On 2025Maymonth20, Cingulatebiopharmaceutical company announced a plan forADHD). The results showed that the new drug CTx-1301 developed by the company significantly improved the patients' ADHD symptoms in different dosage groups, and in just 5 showed a strong therapeutic effect within 5 weeks, with effect values ranging from 0.737 to 1.185. If the drug is approved by the U.S. FDA, it is expected to become a first-line option to meet the unmet treatment needs of children and adolescent ADHD patients around the world.

CTx-1301 is an innovative patented preparation of dexmethylphenidate. Dexmethylphenidate, as a central nervous system stimulant, can enhance the activity of norepinephrine and dopamine in the brain and has been widely used in the treatment of ADHD. Different from traditional sustained-release preparations, CTx-1301 adopts a unique three-stage release technology to accurately release the active ingredients according to the predetermined time and proportion. Therefore, it takes effect more quickly and lasts longer, which helps to improve the convenience of patients taking the medicine and the stability of the efficacy.

The clinical trial announced this time is a randomized, double-blind and placebo-controlledCTx-1301-005trial (ClinicalTrials.govNo.NCT05286762), the selected patients are all from 6 to 17 years old, and after strict screening, must meet the ADHD rating scale (ADHD-RS-5) score28< /span> points and above, and the clinical global impression severity (CGI-S) score 4 points or higher are moderate and above condition criteria. In the study, 103 patients were randomly assigned to receive different doses of CTx-1301 (18.75mg, 25mg, 37.5mg) or placebo, with a treatment period of 5 weeks. Patients started from 12.5mg dose at the beginning of treatment and gradually adjusted to the target dose.

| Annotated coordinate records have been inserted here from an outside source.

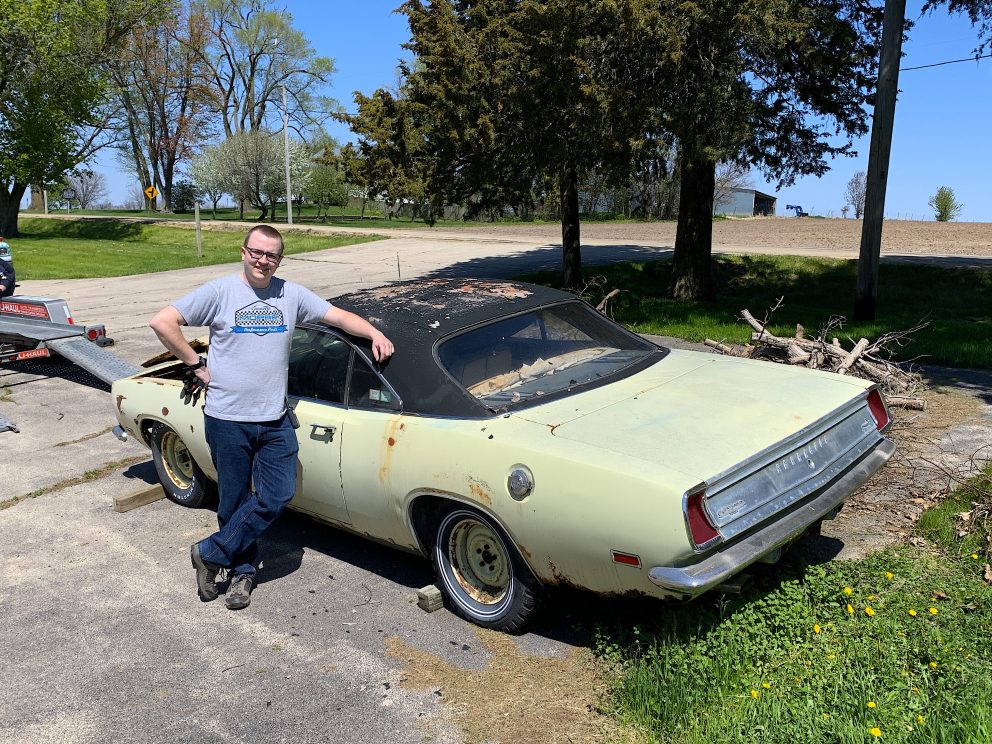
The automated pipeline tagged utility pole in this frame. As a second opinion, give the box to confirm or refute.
[282,84,292,225]
[854,0,906,320]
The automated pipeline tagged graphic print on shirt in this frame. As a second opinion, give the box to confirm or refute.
[231,300,286,336]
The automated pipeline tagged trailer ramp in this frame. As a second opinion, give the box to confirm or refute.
[45,336,141,385]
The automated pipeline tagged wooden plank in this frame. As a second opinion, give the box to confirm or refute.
[114,483,165,512]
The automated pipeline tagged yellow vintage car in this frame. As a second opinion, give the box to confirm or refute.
[113,279,894,631]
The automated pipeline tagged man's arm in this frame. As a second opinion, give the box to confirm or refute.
[148,305,210,384]
[324,307,393,362]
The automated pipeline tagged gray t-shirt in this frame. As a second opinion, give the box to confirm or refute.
[172,274,331,421]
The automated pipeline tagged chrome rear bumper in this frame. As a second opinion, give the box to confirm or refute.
[648,438,896,595]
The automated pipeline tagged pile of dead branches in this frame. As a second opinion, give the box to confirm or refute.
[704,300,927,410]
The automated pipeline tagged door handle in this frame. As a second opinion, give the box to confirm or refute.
[310,424,338,442]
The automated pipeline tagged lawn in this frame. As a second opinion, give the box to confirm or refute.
[597,468,992,744]
[525,256,992,369]
[10,217,382,281]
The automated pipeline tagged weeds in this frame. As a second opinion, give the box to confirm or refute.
[598,470,992,743]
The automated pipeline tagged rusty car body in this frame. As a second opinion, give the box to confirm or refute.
[113,279,894,630]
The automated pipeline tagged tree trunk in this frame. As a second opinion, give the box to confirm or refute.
[0,181,27,238]
[28,183,45,212]
[558,164,582,289]
[668,151,716,301]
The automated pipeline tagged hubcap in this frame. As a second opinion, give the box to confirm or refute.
[448,519,511,605]
[162,431,193,490]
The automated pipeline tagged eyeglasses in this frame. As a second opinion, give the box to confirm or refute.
[242,246,282,263]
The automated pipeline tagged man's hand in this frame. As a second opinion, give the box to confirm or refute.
[179,367,210,406]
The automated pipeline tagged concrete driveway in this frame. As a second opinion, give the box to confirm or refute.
[0,228,992,744]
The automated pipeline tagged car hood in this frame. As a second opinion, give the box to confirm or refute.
[516,350,871,481]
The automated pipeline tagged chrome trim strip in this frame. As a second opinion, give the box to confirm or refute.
[706,394,877,493]
[648,438,896,596]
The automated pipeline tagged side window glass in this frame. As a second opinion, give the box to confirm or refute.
[348,354,400,411]
[288,328,351,404]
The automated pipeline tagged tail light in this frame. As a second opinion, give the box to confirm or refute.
[868,388,892,431]
[684,491,721,551]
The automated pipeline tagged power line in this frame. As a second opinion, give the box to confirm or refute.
[899,53,992,72]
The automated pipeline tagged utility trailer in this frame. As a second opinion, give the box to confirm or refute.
[0,295,140,385]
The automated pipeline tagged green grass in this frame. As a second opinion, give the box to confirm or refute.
[11,217,382,281]
[525,256,992,369]
[597,470,992,744]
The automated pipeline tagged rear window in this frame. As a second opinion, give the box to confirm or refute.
[438,302,658,407]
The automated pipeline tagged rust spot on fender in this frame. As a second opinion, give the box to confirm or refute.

The primary assessment metric of the trial is the change from baseline in ADHD-RS-5 scores at 5weeks. The results showed that all CTx-1301 dosage groups were significantly better than the placebo group in reducing the severity of ADHD symptoms, with statistical significance of P=0.018 (18. 75mg), P=0.011 (25mg) and P=0.001 (37.5mg). In addition, the Clinical Global Impression Improvement Scale (CGI-I) score also showed significant improvement in the patient's symptoms. In terms of effect value, the improvement in the 37.5mg dose group was the most significant, reaching a high value of 1.185. The overall average effect value was 0.901, reflecting that the drug has good efficacy at different doses.

In addition to efficacy data, CingulateBiopharma also disclosed the safety profile of CTx-1301. Multiple clinical trial results released in March this year showed that the drug's safety performance was stable and no new safety warnings emerged. At the same time, the company also released the results of the food effect study of the 50 mg high-dose group, confirming that CTx-1301 can be taken with or without food, providing patients with greater flexibility in daily use. Combining comprehensive data from adult and pediatric patients, Cingulate expects to submit a new drug application (NDA) to the FDA this summer, laying the foundation for the launch of CTx-1301.

Overall,CTx-1301’s Phase 3 trial results bring new treatment hope to ADHD pediatric patients. Its rapid onset of action, long-term maintenance and good safety are expected to improve patients' quality of life and solve the shortcomings of current therapeutic drugs on the market. With the advancement of new drug applications, CTx-1301 is expected to become an important treatment option in the management of children and adolescentsADHD in the future.

References:Efficacy results announced from Cingulate’s phase 3 pediatric study of CTx-1301 (dexmethylphenidate) for ADHD. News release. Cingulate. May 20, 2025.